Ok, to start, an integer modulo x is the remainder when the integer is divided by x.
So, for example, 17 modulo 5 is 17/5's remainder, or 2.
I will now explain how to prove the statement.
An integer ending in 0 or 5 modulo 5 is 0
Ending in 1 or 6 modulo 5 is 1
Ending in 2 or 7 modulo 5 is 2
Ending in 3 or 8 modulo 5 is 3
Ending in 4 or 9 modulo 5 is 4
Now, I now must prove that no integer, when squared, ends in 2, 3, 7, or 8.
An integer ending in 0 sqaured ends in 0x0, or 0. Thus, it is 0 modulo 5.
Ending in 1: 1x1 = 1, so 1 modulo 5.
Ending in 2: 2x2 = 4, so 4 modulo 5.
Ending in 3: 3x3 = 9, so 4 modulo 5.
Ending in 4: 4x4 = 16, so it ends in 6 and is 1 modulo 5.
Ending in 5: 5x5 = 25, so it ends in 5 and is 0 modulo 5.

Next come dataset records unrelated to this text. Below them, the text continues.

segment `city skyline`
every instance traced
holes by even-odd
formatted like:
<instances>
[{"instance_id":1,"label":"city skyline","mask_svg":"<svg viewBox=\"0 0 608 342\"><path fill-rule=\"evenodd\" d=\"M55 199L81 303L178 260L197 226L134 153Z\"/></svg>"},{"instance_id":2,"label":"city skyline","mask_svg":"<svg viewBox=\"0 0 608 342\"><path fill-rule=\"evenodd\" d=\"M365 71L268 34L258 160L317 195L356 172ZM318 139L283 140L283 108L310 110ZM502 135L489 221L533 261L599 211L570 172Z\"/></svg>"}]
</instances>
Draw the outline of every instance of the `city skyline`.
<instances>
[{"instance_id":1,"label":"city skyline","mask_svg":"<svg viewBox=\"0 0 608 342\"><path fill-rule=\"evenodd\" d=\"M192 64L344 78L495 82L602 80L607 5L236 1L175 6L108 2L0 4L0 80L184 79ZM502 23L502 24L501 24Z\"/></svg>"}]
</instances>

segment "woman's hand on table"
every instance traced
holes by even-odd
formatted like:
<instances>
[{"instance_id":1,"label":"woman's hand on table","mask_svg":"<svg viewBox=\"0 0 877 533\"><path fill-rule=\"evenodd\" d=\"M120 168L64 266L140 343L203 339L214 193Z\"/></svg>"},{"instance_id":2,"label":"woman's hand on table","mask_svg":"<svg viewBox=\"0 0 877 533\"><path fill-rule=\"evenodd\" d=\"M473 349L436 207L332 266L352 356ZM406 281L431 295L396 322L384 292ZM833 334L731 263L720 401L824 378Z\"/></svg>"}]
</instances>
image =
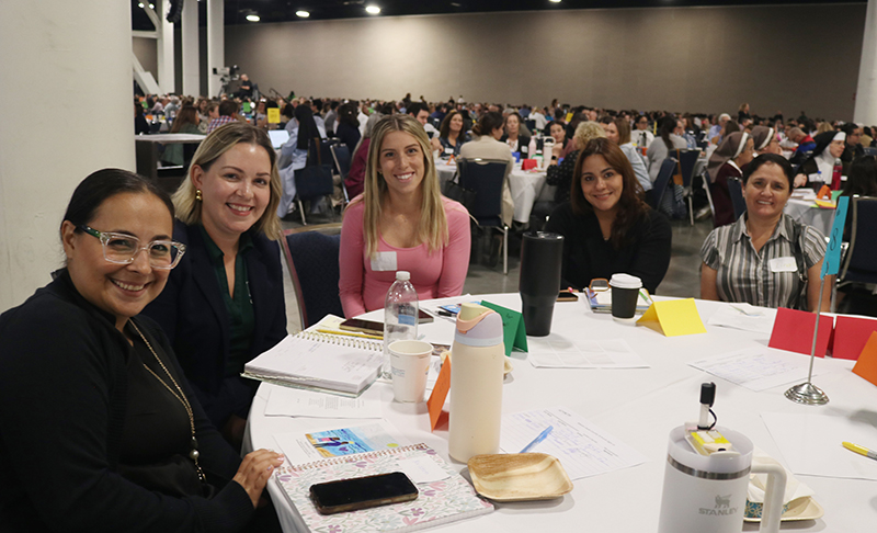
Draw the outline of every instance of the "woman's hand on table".
<instances>
[{"instance_id":1,"label":"woman's hand on table","mask_svg":"<svg viewBox=\"0 0 877 533\"><path fill-rule=\"evenodd\" d=\"M265 484L282 464L283 454L269 450L257 450L243 457L232 481L238 481L243 487L243 490L247 491L253 502L253 508L255 508L259 506L259 497L262 496Z\"/></svg>"}]
</instances>

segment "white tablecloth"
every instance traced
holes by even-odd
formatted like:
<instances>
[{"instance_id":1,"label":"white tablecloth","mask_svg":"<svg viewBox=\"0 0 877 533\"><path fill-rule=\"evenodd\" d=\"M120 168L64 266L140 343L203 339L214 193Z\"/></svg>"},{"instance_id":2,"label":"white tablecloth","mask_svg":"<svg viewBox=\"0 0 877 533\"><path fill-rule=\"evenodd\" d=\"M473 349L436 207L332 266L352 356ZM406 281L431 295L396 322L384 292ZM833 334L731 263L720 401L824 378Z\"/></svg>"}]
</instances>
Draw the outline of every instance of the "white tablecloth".
<instances>
[{"instance_id":1,"label":"white tablecloth","mask_svg":"<svg viewBox=\"0 0 877 533\"><path fill-rule=\"evenodd\" d=\"M457 172L456 165L436 163L435 170L438 172L438 183L454 178ZM512 192L512 201L514 202L514 220L520 223L529 222L529 212L533 211L533 204L539 197L543 188L545 186L546 173L544 171L531 172L521 170L515 167L509 175L509 188Z\"/></svg>"},{"instance_id":2,"label":"white tablecloth","mask_svg":"<svg viewBox=\"0 0 877 533\"><path fill-rule=\"evenodd\" d=\"M520 309L517 294L485 296L490 302ZM697 302L704 324L719 308L727 305ZM367 317L380 319L383 311ZM773 311L768 311L773 317ZM766 318L772 320L773 318ZM436 318L423 325L420 332L426 340L451 343L453 322ZM608 315L595 315L583 303L563 303L555 307L554 331L586 339L624 338L642 356L650 368L637 370L548 370L534 368L523 353L513 353L514 371L503 387L503 412L567 406L591 420L617 439L634 446L648 457L648 462L633 468L616 470L574 481L572 492L561 499L524 503L498 504L497 511L483 517L437 528L457 532L533 532L533 531L594 531L594 532L653 532L660 512L667 441L671 429L698 413L699 387L704 382L717 384L714 410L719 424L749 436L756 446L785 464L760 412L816 413L855 417L858 420L877 418L877 388L852 374L852 361L825 360L829 372L813 378L830 397L827 406L808 407L794 404L783 396L789 385L754 393L716 378L686 363L707 355L767 344L768 337L734 329L706 326L707 333L668 338L643 327L622 325ZM801 355L804 358L804 355ZM425 404L410 405L391 401L392 390L381 387L385 400L384 417L411 442L424 442L446 461L447 430L430 432ZM244 447L273 447L273 434L312 429L314 421L292 417L265 417L264 408L273 385L263 384L253 401ZM452 392L453 394L453 392ZM453 415L452 415L453 416ZM361 423L339 420L338 427ZM310 426L310 428L308 427ZM836 435L838 445L844 440ZM859 444L875 447L874 440ZM852 455L851 461L867 461ZM465 465L454 463L459 470ZM787 466L787 465L786 465ZM877 524L877 481L797 476L816 490L815 499L825 509L817 521L800 522L796 531L870 532ZM269 490L278 509L285 531L297 531L294 511L277 486L272 481ZM788 526L788 525L787 525ZM747 525L744 531L753 531ZM687 533L687 532L680 532Z\"/></svg>"},{"instance_id":3,"label":"white tablecloth","mask_svg":"<svg viewBox=\"0 0 877 533\"><path fill-rule=\"evenodd\" d=\"M828 237L834 224L834 209L817 207L812 201L791 199L786 203L784 212L801 224L812 226Z\"/></svg>"}]
</instances>

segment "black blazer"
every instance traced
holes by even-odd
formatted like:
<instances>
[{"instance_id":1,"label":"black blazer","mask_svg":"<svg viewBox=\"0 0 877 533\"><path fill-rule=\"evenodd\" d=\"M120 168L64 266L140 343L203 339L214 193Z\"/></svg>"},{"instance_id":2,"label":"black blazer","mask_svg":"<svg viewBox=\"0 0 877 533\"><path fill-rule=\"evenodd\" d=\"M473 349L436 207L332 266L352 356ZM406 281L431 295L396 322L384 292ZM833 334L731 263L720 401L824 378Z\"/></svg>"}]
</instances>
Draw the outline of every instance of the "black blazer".
<instances>
[{"instance_id":1,"label":"black blazer","mask_svg":"<svg viewBox=\"0 0 877 533\"><path fill-rule=\"evenodd\" d=\"M164 330L204 410L221 428L232 413L247 416L258 382L225 378L230 321L201 230L176 220L173 238L186 246L185 256L143 314ZM244 256L255 314L250 360L286 337L280 247L262 234L252 240Z\"/></svg>"}]
</instances>

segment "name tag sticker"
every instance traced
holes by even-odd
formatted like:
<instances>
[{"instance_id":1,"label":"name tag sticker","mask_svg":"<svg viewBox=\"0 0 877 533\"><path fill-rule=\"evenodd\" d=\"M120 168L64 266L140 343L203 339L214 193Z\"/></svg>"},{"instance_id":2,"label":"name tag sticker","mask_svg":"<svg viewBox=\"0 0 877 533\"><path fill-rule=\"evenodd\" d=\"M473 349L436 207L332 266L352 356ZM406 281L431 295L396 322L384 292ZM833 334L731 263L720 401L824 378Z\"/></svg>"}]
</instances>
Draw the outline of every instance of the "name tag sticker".
<instances>
[{"instance_id":1,"label":"name tag sticker","mask_svg":"<svg viewBox=\"0 0 877 533\"><path fill-rule=\"evenodd\" d=\"M376 252L372 258L372 270L387 272L396 270L396 252Z\"/></svg>"},{"instance_id":2,"label":"name tag sticker","mask_svg":"<svg viewBox=\"0 0 877 533\"><path fill-rule=\"evenodd\" d=\"M797 272L798 263L795 258L774 258L768 263L771 272Z\"/></svg>"}]
</instances>

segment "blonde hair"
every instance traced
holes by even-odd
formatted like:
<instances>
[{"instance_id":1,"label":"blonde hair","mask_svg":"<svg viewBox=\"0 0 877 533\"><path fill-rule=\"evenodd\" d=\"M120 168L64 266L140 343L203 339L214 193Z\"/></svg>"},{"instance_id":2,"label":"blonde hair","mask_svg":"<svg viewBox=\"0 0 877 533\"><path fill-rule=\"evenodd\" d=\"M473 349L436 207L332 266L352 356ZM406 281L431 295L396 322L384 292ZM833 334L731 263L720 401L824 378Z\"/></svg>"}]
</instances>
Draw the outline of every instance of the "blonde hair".
<instances>
[{"instance_id":1,"label":"blonde hair","mask_svg":"<svg viewBox=\"0 0 877 533\"><path fill-rule=\"evenodd\" d=\"M448 229L442 203L442 193L438 189L438 177L432 159L432 147L423 126L411 115L388 115L375 124L372 129L372 143L368 146L368 160L365 163L365 189L357 202L364 204L363 231L368 256L377 252L378 223L384 200L387 194L387 182L380 175L380 145L384 138L392 132L403 132L414 137L423 154L423 180L420 182L422 202L420 206L420 222L417 227L417 239L426 243L430 253L447 245Z\"/></svg>"},{"instance_id":2,"label":"blonde hair","mask_svg":"<svg viewBox=\"0 0 877 533\"><path fill-rule=\"evenodd\" d=\"M576 133L572 138L576 139L576 146L580 150L584 150L590 140L606 138L606 132L603 131L603 126L600 123L594 121L580 122L576 126Z\"/></svg>"},{"instance_id":3,"label":"blonde hair","mask_svg":"<svg viewBox=\"0 0 877 533\"><path fill-rule=\"evenodd\" d=\"M271 146L267 134L244 122L236 121L220 126L210 132L207 138L198 145L198 149L192 157L192 163L189 166L189 172L186 172L185 179L180 183L180 188L176 189L176 192L173 193L172 200L173 206L176 209L176 218L189 225L201 223L202 202L195 199L196 191L195 184L192 182L192 170L197 166L206 172L223 154L240 143L264 148L271 160L267 206L265 207L265 212L262 213L262 217L253 224L251 229L261 231L269 239L277 240L281 235L281 223L280 218L277 218L276 211L281 202L281 194L283 193L281 174L277 171L277 155Z\"/></svg>"}]
</instances>

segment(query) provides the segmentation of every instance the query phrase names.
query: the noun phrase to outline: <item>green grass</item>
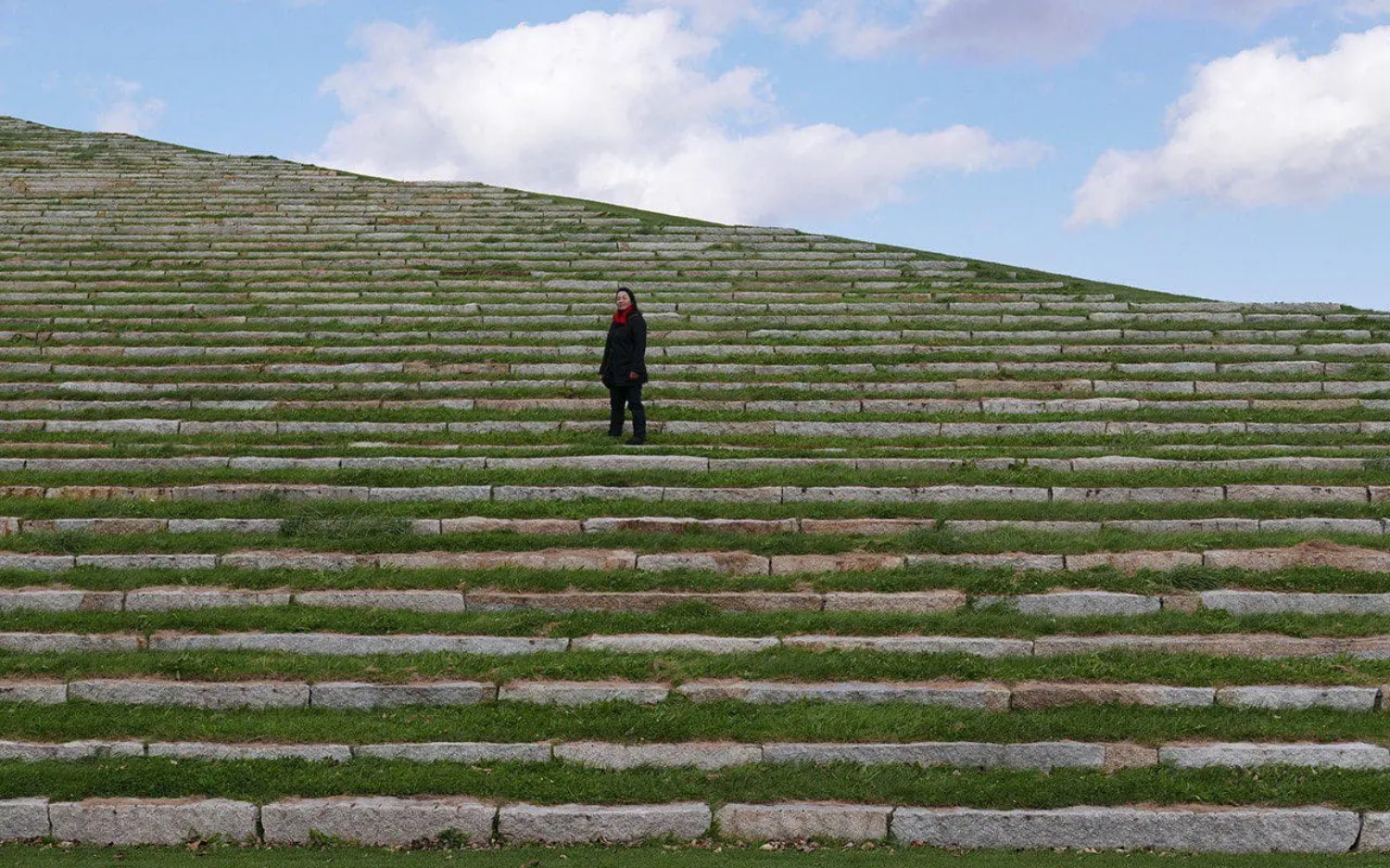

Ending in 6: 6x6 = 36, so it ends in 6 and is 1 modulo 5.
Ending in 7: 7x7 = 49, so it ends in 9 and is 4 modulo 5.
Ending in 8: 8x8 = 64, so it ends in 4 and is 4 modulo 5.
Ending in 9: 9x9 = 81, so it ends in 1 and is 1 modulo 5.
And the square of ANY integer's last digit is the last digit of the square of the integer.
Notice that none of the digits squared ends in 2, 3, 7, or 8. Thus:
The square of any integer modulo 5 CANNOT be 2 or 3.
I found that when I was bored one day.
Congratulations! You have just been blessed by the wisdom of Steve.